Lisa:  Vielleicht tragen Sie auch die Schuld daran? Warum sind Sie ihr keine Stütze gewesen? …

Tschepurnoi:  Vielleicht hab ich Schuld, aber vielleicht habe ich sie auch gestützt …

Lisa:  Aber deshalb kann man sie doch nicht verurteilen …

Tschepurnoi:  Ach, es ist ja nicht nur deshalb … Sie wissen nicht, warum sie hierherkommt … Ich aber weiß es.

Lisa:  Auf die Lösung Ihrer Rätsel verzichte ich.! Fragen Sie sich lieber, wer Ihnen das Recht gegeben hat, sich zum Richter Ihrer Schwester aufzuwerfen?

Tschepurnoi:  Und wer hat Ihnen das Recht gegeben, die Leute zu kritisieren? Alle Menschen gebrauchen dieses Recht, ohne jede Ermächtigung … Nicht kritisieren ist so gut wie nicht essen, für den Menschen unmöglich …

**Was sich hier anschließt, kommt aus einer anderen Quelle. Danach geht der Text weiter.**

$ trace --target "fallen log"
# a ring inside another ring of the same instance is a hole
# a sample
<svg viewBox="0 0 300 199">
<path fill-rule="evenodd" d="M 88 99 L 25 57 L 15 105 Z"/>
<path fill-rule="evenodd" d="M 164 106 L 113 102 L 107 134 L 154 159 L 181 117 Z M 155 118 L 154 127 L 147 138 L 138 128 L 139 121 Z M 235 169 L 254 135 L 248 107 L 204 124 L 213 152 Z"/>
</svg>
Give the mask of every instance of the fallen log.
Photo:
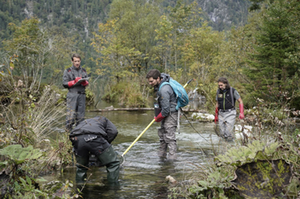
<svg viewBox="0 0 300 199">
<path fill-rule="evenodd" d="M 206 112 L 197 109 L 182 109 L 183 112 Z M 87 110 L 88 112 L 106 112 L 106 111 L 154 111 L 154 108 L 111 108 Z"/>
</svg>

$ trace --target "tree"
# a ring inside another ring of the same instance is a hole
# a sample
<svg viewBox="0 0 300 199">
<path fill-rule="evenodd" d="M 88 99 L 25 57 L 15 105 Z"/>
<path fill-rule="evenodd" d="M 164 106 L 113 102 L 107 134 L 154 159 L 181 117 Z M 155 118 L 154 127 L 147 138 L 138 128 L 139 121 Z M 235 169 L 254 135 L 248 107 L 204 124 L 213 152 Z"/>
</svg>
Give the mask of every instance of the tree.
<svg viewBox="0 0 300 199">
<path fill-rule="evenodd" d="M 135 0 L 114 1 L 109 16 L 107 23 L 99 23 L 92 43 L 101 70 L 118 81 L 139 75 L 152 58 L 158 7 Z"/>
<path fill-rule="evenodd" d="M 140 52 L 128 56 L 130 69 L 135 73 L 147 70 L 153 58 L 155 29 L 160 16 L 156 1 L 117 0 L 111 4 L 109 18 L 116 20 L 118 37 L 122 45 Z"/>
<path fill-rule="evenodd" d="M 250 67 L 245 70 L 253 96 L 281 105 L 299 97 L 295 82 L 300 69 L 299 8 L 297 0 L 274 0 L 261 7 L 255 52 L 249 55 Z"/>
<path fill-rule="evenodd" d="M 189 66 L 188 71 L 192 77 L 203 83 L 212 80 L 209 74 L 216 74 L 213 72 L 214 59 L 220 53 L 223 39 L 223 33 L 213 31 L 206 24 L 190 31 L 181 51 L 182 62 Z"/>
<path fill-rule="evenodd" d="M 176 2 L 175 7 L 168 8 L 168 14 L 161 16 L 157 33 L 156 59 L 165 71 L 181 68 L 180 63 L 184 40 L 190 35 L 190 31 L 200 26 L 202 18 L 201 10 L 196 2 L 186 5 L 181 0 Z"/>
<path fill-rule="evenodd" d="M 222 53 L 221 46 L 225 46 L 224 33 L 213 31 L 206 23 L 202 27 L 190 30 L 190 34 L 185 38 L 184 45 L 180 47 L 181 62 L 186 65 L 188 77 L 193 77 L 199 86 L 198 92 L 206 96 L 208 107 L 214 107 L 216 77 L 229 68 L 220 67 L 217 59 Z M 205 85 L 205 86 L 201 86 Z"/>
<path fill-rule="evenodd" d="M 8 54 L 15 55 L 11 60 L 13 74 L 21 75 L 30 90 L 40 84 L 46 58 L 51 50 L 51 40 L 38 24 L 37 18 L 25 19 L 21 26 L 10 24 L 13 38 L 4 41 Z"/>
<path fill-rule="evenodd" d="M 60 82 L 63 70 L 71 63 L 70 55 L 80 53 L 74 38 L 66 38 L 56 26 L 40 28 L 37 18 L 25 19 L 21 26 L 10 24 L 10 28 L 12 39 L 3 43 L 11 57 L 12 75 L 18 76 L 29 92 L 38 92 L 42 81 Z"/>
<path fill-rule="evenodd" d="M 121 78 L 133 75 L 133 71 L 130 70 L 133 66 L 130 57 L 138 56 L 140 52 L 124 45 L 122 38 L 118 37 L 116 22 L 111 20 L 106 24 L 100 23 L 99 34 L 95 33 L 91 44 L 100 55 L 95 60 L 99 66 L 97 74 L 110 74 L 119 82 Z"/>
</svg>

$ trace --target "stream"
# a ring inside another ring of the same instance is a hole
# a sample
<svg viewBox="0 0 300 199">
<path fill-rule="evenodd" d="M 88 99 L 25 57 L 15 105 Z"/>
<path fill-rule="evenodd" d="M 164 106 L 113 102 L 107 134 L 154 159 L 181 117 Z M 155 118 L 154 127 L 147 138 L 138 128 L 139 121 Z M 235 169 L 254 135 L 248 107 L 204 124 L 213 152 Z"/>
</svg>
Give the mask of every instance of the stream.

Melanija  in großer Erregung, hinter ihr Protassow:  Pawel Fjodorowitsch … Ich verstehe, aber - ist das wirklich wahr?

Protassow:  Gewiß. Alles - lebt. Das Leben ist überall, und überall sind Geheimnisse. In der Welt der wunderbar tiefen Rätsel des Daseins verkehren, die Energie des Gehirns zu ihrer Ergründung gebrauchen, das ist das wahre Menschenleben; das ist ein unerschöpflicher Quell des Glücks und ewiger Freude. Nur im Bereiche der Vernunft ist der Mensch frei, nur dann ist er Mensch, wenn er Vernunft hat - und wenn er Vernunft hat, ist er ehrlich und gut! Das Gute ist mit Vernunft geschaffen - und außerhalb des Bewußtseins existiert das Gute nicht. Sieht rasch nach der Uhr.  Ah. Verzeihen Sie … Ich muß gehen … Bitte … Hol's der Teufel! Ab.

Melanija:  Wenn Sie gehört hätten, was er da gesagt hat, wie er gesprochen hat! Zu mir hat er gesprochen, nur zu mir, Melanija Kirpitschowa, ja! Zum ersten Male in meinem Leben hat man so mit mir gesprochen … Von solchen Wundern … Mit mir! Boris lacht.  Was lachst du? Mit Tränen in den Augen.  Ich sag doch nicht, daß ich ihn verstanden hab; hab ich behauptet, daß ich seinem Gedankengang gefolgt bin? Ich - eine Närrin … Jelisaweta Fjodorowna, bin ich lächerlich? Liebste, Beste … denken Sie maclass="underline" man lebt und lebt, als ob man schläft … plötzlich - wird man aufgerüttelt, man schlägt die Augen auf, es ist Tag, die Sonne - man ist geblendet vor soviel Licht auf einmal, und dann atmet man mit ganzer Seele auf - in so reiner Freude wie beim Frühgottesdienst in der Osternacht.

Tschepurnoi:  Was ist denn mit dir?

Lisa:  Trinken Sie Tee … Setzen Sie sich! Sie sind so erregt …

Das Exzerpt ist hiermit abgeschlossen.